Around her property, and the power

 

To let some people in and keep

Others out. Why did she still cower

Before him, when it was clear

 

He had nothing to give, and nothing

To take? What did she fear?

She had only to live in the moment.

Going Deaf (Written October 29)

Going Deaf

 

He put his fingers to his forehead

Like someone lost in thought,

Or like someone who will soon

 

Have to talk in front of a large crowd.

The person next to him tapped his spoon

Against a glass, but he didn’t hear.

 

When the others stood up, he stood up.

One by one they left the room, to loud cheers.

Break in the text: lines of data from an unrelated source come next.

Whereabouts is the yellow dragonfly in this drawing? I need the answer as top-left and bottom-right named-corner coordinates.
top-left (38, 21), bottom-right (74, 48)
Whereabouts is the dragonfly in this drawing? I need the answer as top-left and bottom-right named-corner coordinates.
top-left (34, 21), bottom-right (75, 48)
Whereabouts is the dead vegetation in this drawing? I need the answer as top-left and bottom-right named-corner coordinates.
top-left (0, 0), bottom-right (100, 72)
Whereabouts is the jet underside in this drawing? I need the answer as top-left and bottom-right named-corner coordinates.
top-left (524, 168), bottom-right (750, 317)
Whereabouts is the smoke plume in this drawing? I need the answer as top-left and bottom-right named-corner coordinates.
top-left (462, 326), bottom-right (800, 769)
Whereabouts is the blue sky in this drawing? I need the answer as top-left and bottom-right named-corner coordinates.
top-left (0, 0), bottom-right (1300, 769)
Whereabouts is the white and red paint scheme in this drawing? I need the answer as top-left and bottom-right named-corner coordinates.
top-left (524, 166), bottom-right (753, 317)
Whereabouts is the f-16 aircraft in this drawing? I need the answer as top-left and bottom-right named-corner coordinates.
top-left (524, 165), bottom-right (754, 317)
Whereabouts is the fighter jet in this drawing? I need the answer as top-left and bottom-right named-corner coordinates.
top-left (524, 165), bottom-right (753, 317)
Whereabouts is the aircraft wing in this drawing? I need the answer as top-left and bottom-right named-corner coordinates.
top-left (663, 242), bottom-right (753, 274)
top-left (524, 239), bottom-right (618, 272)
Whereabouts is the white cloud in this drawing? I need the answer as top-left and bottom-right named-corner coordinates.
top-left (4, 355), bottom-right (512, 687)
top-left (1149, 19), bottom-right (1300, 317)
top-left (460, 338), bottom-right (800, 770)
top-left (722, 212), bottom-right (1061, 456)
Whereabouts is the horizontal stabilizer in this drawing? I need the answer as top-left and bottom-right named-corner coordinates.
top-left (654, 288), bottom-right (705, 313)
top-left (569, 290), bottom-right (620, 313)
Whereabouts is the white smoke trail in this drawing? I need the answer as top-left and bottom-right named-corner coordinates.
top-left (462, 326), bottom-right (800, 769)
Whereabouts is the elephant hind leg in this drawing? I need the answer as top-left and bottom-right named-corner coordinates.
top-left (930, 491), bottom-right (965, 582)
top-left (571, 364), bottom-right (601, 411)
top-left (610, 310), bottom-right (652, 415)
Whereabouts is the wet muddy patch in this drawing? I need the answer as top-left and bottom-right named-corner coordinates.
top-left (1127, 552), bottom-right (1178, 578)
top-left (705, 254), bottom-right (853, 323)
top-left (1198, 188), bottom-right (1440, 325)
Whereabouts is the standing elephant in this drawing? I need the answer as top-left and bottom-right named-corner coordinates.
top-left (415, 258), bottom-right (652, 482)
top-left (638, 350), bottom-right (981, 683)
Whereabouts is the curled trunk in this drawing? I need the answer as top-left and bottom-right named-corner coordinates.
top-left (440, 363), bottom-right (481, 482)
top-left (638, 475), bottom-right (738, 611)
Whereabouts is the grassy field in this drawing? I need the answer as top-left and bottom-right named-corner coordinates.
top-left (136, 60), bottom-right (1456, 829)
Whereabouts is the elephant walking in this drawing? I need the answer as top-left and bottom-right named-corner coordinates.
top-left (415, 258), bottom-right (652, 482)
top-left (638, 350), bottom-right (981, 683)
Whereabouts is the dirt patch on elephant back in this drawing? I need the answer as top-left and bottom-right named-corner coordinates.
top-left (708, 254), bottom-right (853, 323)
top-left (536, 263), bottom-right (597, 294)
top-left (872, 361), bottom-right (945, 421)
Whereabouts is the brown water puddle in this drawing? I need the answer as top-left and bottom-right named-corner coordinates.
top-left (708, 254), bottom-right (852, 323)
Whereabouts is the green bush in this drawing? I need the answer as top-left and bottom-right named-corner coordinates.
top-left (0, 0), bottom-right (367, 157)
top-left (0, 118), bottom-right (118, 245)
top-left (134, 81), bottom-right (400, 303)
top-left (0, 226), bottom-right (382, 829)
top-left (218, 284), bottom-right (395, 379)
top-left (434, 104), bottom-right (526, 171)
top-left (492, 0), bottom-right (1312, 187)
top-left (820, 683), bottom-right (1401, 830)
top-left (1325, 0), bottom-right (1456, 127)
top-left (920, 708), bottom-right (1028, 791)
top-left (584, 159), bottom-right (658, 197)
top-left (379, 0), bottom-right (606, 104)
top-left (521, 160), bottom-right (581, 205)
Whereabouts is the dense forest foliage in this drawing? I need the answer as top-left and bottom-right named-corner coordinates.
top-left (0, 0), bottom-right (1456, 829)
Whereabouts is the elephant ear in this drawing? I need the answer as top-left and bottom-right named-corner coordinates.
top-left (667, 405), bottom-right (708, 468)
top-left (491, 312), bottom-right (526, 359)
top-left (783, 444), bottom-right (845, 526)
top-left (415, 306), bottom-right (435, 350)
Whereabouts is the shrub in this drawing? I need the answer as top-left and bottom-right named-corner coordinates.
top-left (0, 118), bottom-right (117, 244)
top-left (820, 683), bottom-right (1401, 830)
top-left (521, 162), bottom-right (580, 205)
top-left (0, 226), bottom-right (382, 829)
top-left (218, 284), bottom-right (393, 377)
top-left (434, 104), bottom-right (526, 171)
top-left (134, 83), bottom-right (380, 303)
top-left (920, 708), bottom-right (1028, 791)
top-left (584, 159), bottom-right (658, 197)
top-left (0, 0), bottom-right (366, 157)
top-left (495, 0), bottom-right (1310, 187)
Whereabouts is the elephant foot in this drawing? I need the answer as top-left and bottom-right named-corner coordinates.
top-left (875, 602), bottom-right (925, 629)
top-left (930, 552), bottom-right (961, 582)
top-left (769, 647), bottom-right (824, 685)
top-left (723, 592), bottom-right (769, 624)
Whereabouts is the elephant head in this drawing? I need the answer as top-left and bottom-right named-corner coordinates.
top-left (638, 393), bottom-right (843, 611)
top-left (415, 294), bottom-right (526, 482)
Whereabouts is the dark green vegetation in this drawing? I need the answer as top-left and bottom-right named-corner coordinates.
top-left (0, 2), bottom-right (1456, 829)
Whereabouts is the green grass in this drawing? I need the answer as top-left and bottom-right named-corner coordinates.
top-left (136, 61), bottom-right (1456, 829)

He followed, but stayed far behind.

 

He did not know what was happening.

He needed a moment alone, to find

His bearings, but he felt dragged along

 

With the others. He smiled in answer

To a question. Somewhere a gong

Sounded. It was almost painful.

 

When he tried to speak, his voice broke,

As if he had something shameful

To hide, and now he’d been caught.

Stop Right There (Written October 28)

Stop Right There

 

You really should stop right there,

Before you say something you’ll regret.

If she stepped on your toes,

 

You can bet it was not without a reason.

Bitching will only add to your woes.

The point is, she’s got bigger fish

 

To fry, and you, my boy, don’t even figure

In her calculations. Let her dish

It out and take all the credit.

 

Do you think she cares one way

Or the other what you think? Said it

Once, said it twice, the only loser

 

In the long run is you, with your

Enhanced reputation as a boozer.

I’ve never seen you this upset.

Hardly a Saint (Written October 27)

Hardly a Saint

 

Barely able to see in the gloom,

Breathing the stench of tar, paint

Thinner, and urine, he felt

 

His way along the cold wall

To a table piled high with pelts

Of fox, beaver, and muskrat.

 

In the corner, on a raised platform,

Was the rack with his guns. A bat

Flew at him and swooped away

 

Into the dark. The ironing board

Lay flat, unused since his last stay,

More than a month ago, before

 

His present troubles began. A bookcase

At the back of the room, where he stored

His journals and his photographs, leaned

 

Precariously to one side. What use were

These memories to him now? The fiend

Was at his back, and he, hardly a saint.

One Stroke After Another (Written October 26)

One Stroke After Another

 

Every gesture, however ill-advised

And ill-conceived, brought to life

Something that had not till then existed.

 

Everything lived in the moment,

Or not at all. Whatever resisted

This movement through time and space

 

He brushed aside, like flakes

Of dried paint, in the race

To completion. One stroke

 

Brought forth another stroke,

And so on, until he woke

From his trance, as surprised

 

As anyone at what he had done.

It was not the finished canvas he prized,

But the way the brush cut like a knife.

The Wild Wood (Written October 25)

The Wild Wood

 

Into the wild wood, where there are

No plates and no stitching. No tears

And no bitching. Only the wind

 

In the leaves. The chickadees chirping.

Nothing to claim, nothing to rescind.

The trace of an airplane high above

 

In the blue sky. No entrances

And no exits. The push and shove

Of the crows on the branch of a tree.

 

The rust-colored mushroom in the green

Tuft of moss. Everything fresh, everything free.

The tamarack by the side of a creek.

 

Squirrels fretting, owls hooting, deer

Turning. A carpet of pine needles.

The sun through the clouds. No fears.